Humans are extremely adept at categorizing complex visual environments, an ability supported by a network of scene‐selective cortical areas in occipitotemporal cortex (OTC), primarily parahippocampal‐ and occipital‐place area (PPA, OPA, respectively). Despite increasing knowledge on the development of the scene‐selective network, it is still not well‐understood how experience impacts scene‐related activity in the adult brain. A key question is how activity in scene‐selective cortex changes as people gain experience in categorizing scenes. To address this question, we conducted an fMRI training study focused on the categorization of aerial and terrestrial scenes. Unlike terrestrial scenes, aerial scenes lack the same environmental regularities the brain has adapted to, and thus ideal for testing the impact of experience on scene‐selective cortex.
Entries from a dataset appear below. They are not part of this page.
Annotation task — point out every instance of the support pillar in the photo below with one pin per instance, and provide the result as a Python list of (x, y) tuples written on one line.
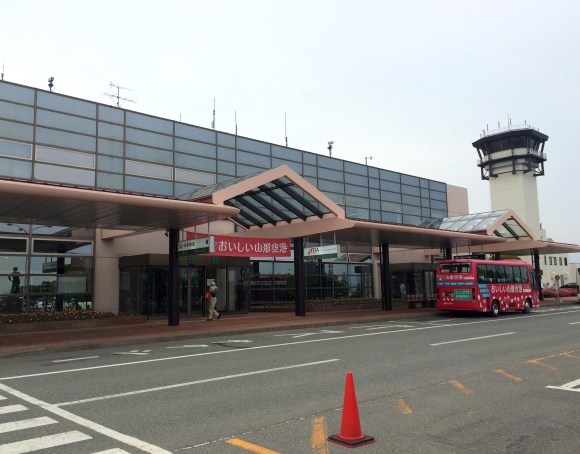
[(536, 255), (387, 303), (173, 295), (299, 277)]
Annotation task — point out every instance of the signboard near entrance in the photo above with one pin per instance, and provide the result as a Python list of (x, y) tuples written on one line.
[(322, 252), (195, 246)]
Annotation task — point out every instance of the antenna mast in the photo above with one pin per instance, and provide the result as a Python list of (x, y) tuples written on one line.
[(117, 96), (285, 130)]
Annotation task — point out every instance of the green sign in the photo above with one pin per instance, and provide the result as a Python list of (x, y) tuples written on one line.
[(462, 295)]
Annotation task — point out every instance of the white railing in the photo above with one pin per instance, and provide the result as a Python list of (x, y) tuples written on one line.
[(511, 127)]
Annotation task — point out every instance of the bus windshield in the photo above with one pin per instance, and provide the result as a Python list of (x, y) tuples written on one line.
[(455, 267)]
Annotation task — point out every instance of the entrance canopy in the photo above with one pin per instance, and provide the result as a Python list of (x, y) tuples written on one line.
[(46, 204)]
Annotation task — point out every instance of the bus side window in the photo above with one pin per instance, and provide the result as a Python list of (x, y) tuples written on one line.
[(481, 273), (517, 274), (524, 274), (509, 273)]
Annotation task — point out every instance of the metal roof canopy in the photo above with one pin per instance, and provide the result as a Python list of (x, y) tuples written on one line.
[(39, 203), (279, 203), (271, 198)]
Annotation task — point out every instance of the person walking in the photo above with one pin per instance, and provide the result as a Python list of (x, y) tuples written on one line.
[(403, 290), (213, 294), (14, 277)]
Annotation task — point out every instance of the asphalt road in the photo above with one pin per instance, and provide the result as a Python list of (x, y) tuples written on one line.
[(444, 384)]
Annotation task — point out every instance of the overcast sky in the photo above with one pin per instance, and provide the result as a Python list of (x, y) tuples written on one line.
[(409, 83)]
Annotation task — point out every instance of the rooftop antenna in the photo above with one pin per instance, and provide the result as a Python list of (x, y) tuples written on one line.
[(285, 130), (117, 95)]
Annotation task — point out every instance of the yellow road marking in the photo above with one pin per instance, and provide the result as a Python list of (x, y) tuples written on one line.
[(538, 362), (460, 387), (319, 436), (250, 446), (403, 407), (508, 375)]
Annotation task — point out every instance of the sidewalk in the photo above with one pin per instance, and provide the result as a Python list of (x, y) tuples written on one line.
[(190, 328)]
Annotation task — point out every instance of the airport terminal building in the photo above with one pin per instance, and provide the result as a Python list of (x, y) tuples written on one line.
[(97, 202)]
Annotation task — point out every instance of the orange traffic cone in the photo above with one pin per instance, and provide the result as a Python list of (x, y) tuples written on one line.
[(350, 434)]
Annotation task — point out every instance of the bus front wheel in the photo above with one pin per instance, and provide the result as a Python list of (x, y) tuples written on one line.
[(495, 308), (527, 307)]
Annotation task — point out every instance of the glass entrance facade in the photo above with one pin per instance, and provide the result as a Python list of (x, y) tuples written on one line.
[(45, 268)]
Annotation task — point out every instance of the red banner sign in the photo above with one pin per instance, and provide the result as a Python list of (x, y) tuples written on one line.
[(228, 246)]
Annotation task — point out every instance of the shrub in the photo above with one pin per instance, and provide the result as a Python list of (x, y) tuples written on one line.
[(31, 317)]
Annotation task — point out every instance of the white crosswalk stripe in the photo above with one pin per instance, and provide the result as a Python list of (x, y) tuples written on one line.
[(12, 409), (26, 424), (113, 451), (49, 441)]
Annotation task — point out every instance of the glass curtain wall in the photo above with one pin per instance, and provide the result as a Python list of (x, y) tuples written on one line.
[(45, 268)]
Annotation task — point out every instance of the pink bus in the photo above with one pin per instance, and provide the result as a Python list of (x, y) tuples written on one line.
[(491, 286)]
Over six training sessions, 39 participants (19 males and 20 females) were shown scenes of different categories from aerial and terrestrial viewpoints, with half the participants categorizing the scenes at a specific level (e.g., truss bridge/suspension bridge), whereas the other performed an unrelated task on the same images. Both groups were scanned before, during, and after training. We found that categorization training had a group‐specific effect on responses in OPA and PPA, with greater neural sensitivity to viewpoint in the trained versus the untrained group. In contrast, nonscene‐selective regions, such as object‐selective LOC and early visual cortex showed no training effects. Improvements in behavioral performance, including learning transfer, were linked to changes in PPA activity level pre‐ versus‐posttraining. We conclude that scene‐selective cortex can support the learning of novel spatial geometries.